About This Article
This is an AI-generated summary of a research paper. The original authors did not write or review this article. See full disclosure ↓
Overview
This work addresses modular verification in dependent type theory by formalizing Hoare's abstraction function methodology within univalent type theory. The paper proposes an encoding of abstraction functions as types themselves, establishing a linguistic framework that enforces the separation between concrete implementations and abstract specifications while preserving modularity guarantees essential for library-based software development.
Methods and approach
The approach employs a phase distinction mechanism that constructs a gluing structure, rendering abstraction functions as types and introducing a pair of modalities to decompose types into concrete and abstract components. A noninterference theorem characterizes the modularity guarantees arising from this phase distinction. The framework extends to cost analysis through a monadic sealing effect that enables cost-aware specifications, permitting implementations to be upper-bounded by their specifications even when private implementation details affect observable cost.
Results
The theory supports modular verification of both program behavior and cost within dependent type theory without requiring external methodological conventions.

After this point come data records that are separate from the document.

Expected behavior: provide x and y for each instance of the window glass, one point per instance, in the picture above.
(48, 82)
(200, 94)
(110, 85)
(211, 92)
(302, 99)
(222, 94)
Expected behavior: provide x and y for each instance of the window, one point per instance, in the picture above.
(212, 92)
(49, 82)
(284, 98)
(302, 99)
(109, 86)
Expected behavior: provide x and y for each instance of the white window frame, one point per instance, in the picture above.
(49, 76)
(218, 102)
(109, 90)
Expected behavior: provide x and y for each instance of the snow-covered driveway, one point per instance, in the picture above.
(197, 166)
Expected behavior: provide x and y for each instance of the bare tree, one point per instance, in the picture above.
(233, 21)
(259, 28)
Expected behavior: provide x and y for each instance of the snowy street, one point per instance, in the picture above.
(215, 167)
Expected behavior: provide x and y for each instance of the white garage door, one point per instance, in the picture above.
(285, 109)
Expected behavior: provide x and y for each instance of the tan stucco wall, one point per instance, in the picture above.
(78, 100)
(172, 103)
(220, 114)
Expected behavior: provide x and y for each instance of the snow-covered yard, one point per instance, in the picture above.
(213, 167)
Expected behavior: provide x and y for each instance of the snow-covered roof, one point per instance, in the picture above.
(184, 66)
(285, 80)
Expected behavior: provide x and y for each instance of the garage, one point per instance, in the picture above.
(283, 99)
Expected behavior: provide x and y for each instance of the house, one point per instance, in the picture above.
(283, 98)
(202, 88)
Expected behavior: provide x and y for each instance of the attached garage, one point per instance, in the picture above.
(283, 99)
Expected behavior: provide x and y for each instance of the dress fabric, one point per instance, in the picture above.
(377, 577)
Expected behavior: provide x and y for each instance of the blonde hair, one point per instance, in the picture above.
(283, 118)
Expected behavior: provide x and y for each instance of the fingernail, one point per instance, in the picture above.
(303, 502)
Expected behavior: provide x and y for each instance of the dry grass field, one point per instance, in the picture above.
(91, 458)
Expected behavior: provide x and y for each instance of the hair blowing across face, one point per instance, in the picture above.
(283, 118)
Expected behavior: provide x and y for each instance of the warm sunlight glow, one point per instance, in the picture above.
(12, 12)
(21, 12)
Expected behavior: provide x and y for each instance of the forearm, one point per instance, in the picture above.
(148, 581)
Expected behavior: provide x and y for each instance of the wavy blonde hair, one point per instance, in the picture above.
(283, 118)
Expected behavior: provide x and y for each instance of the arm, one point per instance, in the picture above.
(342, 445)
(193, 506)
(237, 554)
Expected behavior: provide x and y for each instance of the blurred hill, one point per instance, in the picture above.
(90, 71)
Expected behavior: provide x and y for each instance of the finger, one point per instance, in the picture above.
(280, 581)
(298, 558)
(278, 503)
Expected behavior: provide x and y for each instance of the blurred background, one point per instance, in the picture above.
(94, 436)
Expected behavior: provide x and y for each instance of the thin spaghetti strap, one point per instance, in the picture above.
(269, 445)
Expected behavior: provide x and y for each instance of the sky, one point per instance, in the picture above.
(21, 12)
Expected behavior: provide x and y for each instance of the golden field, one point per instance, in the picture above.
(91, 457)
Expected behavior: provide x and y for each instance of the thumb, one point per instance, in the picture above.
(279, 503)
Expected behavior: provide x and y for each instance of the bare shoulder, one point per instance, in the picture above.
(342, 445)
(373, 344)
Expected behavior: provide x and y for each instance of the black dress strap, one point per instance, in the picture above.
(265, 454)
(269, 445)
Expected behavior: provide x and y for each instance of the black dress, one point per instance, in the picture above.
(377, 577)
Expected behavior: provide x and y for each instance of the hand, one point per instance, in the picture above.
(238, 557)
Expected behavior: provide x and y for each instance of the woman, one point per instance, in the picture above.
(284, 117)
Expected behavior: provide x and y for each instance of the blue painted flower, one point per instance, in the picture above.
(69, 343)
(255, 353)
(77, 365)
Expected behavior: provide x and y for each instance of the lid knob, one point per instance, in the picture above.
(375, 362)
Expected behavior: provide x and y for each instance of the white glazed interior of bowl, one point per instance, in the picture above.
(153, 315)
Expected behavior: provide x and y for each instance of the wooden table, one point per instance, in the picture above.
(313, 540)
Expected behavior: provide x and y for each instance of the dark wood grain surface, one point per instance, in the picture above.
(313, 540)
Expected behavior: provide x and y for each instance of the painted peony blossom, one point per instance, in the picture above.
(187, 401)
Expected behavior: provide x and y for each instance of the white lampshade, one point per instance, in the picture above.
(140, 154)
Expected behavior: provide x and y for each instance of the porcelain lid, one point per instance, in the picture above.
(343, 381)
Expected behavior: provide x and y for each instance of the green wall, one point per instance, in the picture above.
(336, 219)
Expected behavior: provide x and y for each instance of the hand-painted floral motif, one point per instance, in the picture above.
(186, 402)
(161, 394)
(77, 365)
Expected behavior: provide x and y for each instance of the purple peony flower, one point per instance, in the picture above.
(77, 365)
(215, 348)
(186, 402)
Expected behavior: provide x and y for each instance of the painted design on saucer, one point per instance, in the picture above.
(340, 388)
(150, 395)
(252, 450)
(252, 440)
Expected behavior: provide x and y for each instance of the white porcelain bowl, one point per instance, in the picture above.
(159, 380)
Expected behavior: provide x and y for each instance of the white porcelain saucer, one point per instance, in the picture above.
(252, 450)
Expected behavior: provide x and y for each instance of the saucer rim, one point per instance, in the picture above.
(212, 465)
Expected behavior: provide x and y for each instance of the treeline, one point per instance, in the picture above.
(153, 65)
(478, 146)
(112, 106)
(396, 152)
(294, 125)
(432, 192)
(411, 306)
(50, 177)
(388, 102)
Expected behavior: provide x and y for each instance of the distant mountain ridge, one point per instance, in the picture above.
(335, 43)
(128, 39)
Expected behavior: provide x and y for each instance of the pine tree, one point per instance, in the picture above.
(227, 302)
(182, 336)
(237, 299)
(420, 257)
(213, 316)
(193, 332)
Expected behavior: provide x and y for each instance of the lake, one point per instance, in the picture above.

The gluing construction provides a type-theoretic foundation for Hoare's abstraction function methodology, with the noninterference theorem formalizing the privacy guarantees that prevent client code from observing or depending on implementation details. The extension to cost analysis demonstrates that the framework scales to resource-bounded verification, with the monadic sealing effect enabling precise cost specifications even in cases where private implementation details influence observable cost.
Implications
This work establishes a formal foundation for library-based program verification that enforces abstraction boundaries through type-theoretic structure rather than convention. By embedding abstraction functions as types, the approach provides machine-checkable guarantees that implementation-specific details do not leak into client reasoning, reducing the gap between specification and verification methodology. The cost-aware extension enables precise analysis of program cost relative to abstract specifications, supporting development of efficiency-conscious libraries where private details can be hidden while maintaining provable bounds on observable behavior.
Disclosure
- Research title: Abstraction Functions as Types: Modular Verification of Cost and Behavior in Dependent Type Theory
- Authors: Harrison Grodin, Runming Li, Robert Harper
- Publication date: 2026-01-08
- DOI: https://doi.org/10.1145/3776673
- OpenAlex record: View
- Image credit: Photo by Vitaly Gariev on Unsplash (Source • License)
- Disclosure: This post was generated by artificial intelligence. The original authors did not write or review this post.